Salty yelled, “Shoot him anyway, Frank! Shoot me! A Winchester round’ll go right through me and get him!”
“It appears to be your play, Frank,” the bearded man said with grim amusement.
Frank didn’t like what he had to do next, but he called, “Yeah, that’s right.”
Then he shot the bearded man’s horse.
He had a clear shot. The bullet drove deep into the animal’s chest. The horse screamed and went down, its front legs collapsing so abruptly that Salty and the bearded man were thrown forward over its head.
The collision with the ground broke loose the man’s grip on Salty. The old-timer reacted with surprising swiftness for his age, rolling away from his captor.
Frank saw the other men reaching for their guns and sent another shot whistling over their heads.
At the same time, Meg acted, driving an elbow backward into the belly of the man holding her. That must have taken him by surprise. His grip slipped, as well, and Meg dived off the horse. No sooner had she hit the ground than Salty was there beside her, reaching down to grab her arm and haul her to her feet.

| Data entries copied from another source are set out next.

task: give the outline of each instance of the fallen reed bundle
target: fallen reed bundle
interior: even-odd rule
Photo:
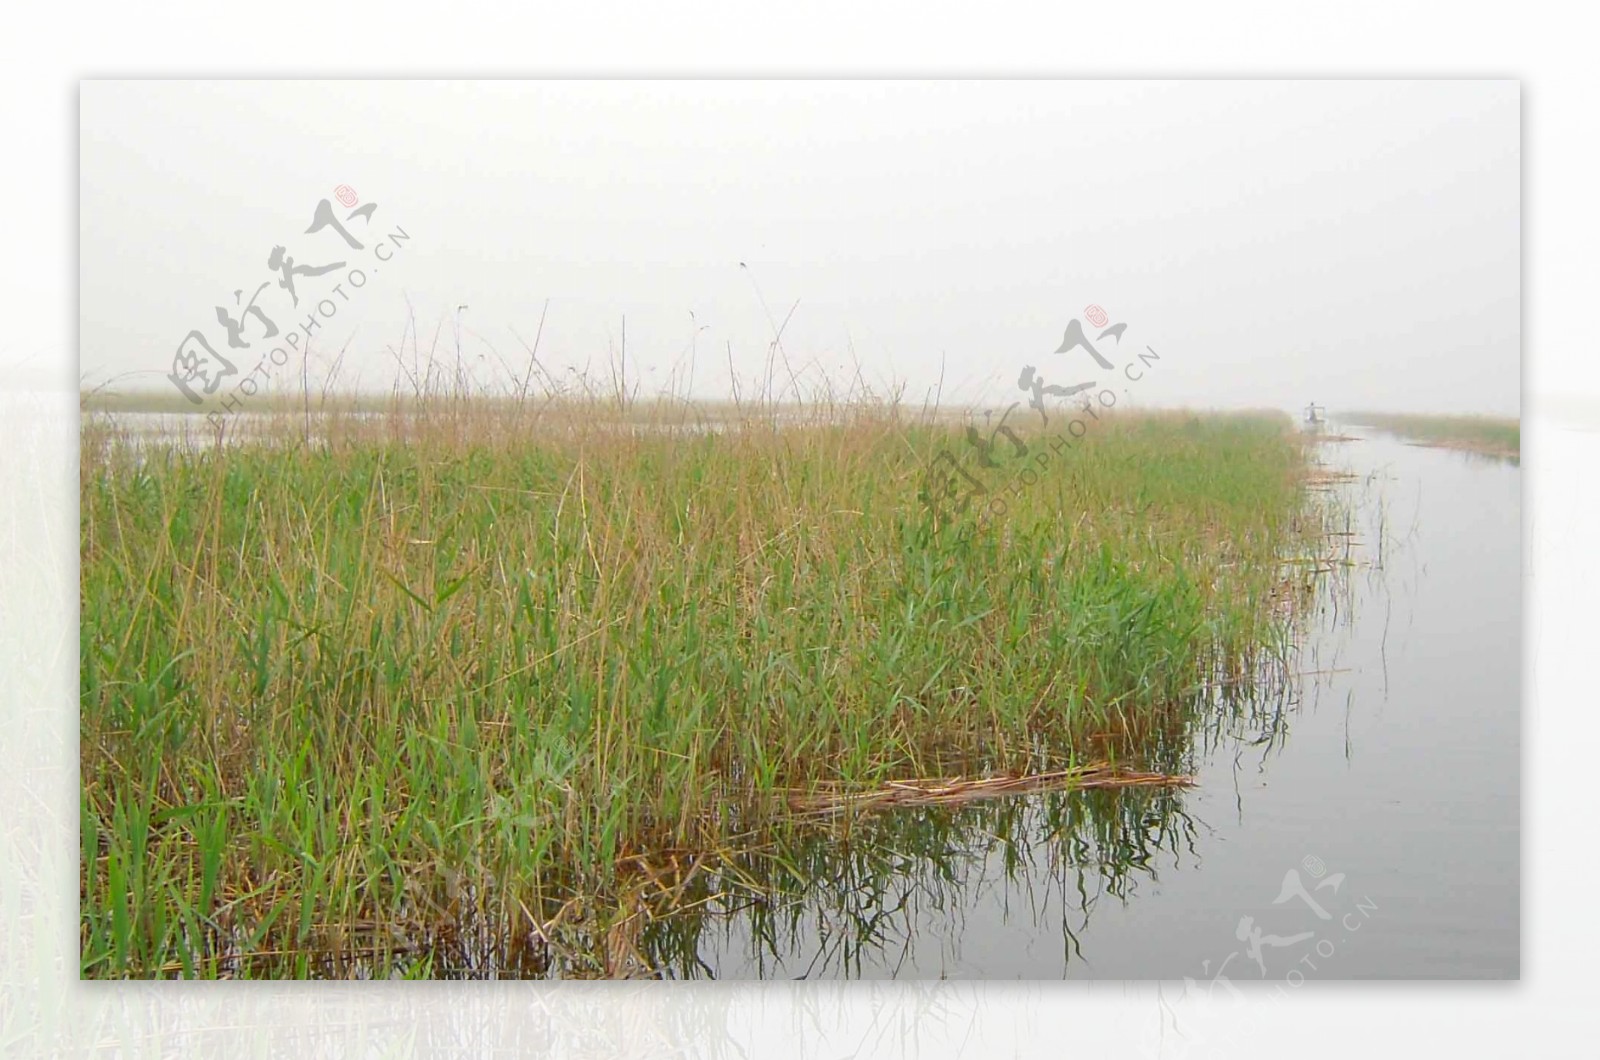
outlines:
[[[1145,773],[1109,763],[1059,769],[1022,776],[933,777],[891,780],[874,791],[816,791],[797,794],[789,805],[799,813],[830,814],[846,810],[880,810],[891,807],[936,806],[1028,795],[1067,788],[1191,787],[1194,777],[1173,773]]]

“Kill him!” the bearded man bellowed, adding a spate of French words that had to be curses.
That order put things on a different footing where Frank was concerned. Before, he had been willing to give the men a little benefit of the doubt.
No longer. He worked the Winchester’s lever and fired again at the man he had just set afoot.
The bearded man flung himself to the ground, making Frank’s shot miss by a hair. Frank swung the Winchester and fired again. This time his target was the man who had been leading their horses and pack mules. The man howled in pain and let go of the reins as he clutched at a bullet-busted shoulder.
Meg and Salty ran for the trees. One of the men swung his rifle toward them. Frank drilled the man through the body, knocking him out of the saddle. A second later, Meg and Salty reached the shelter of the pines.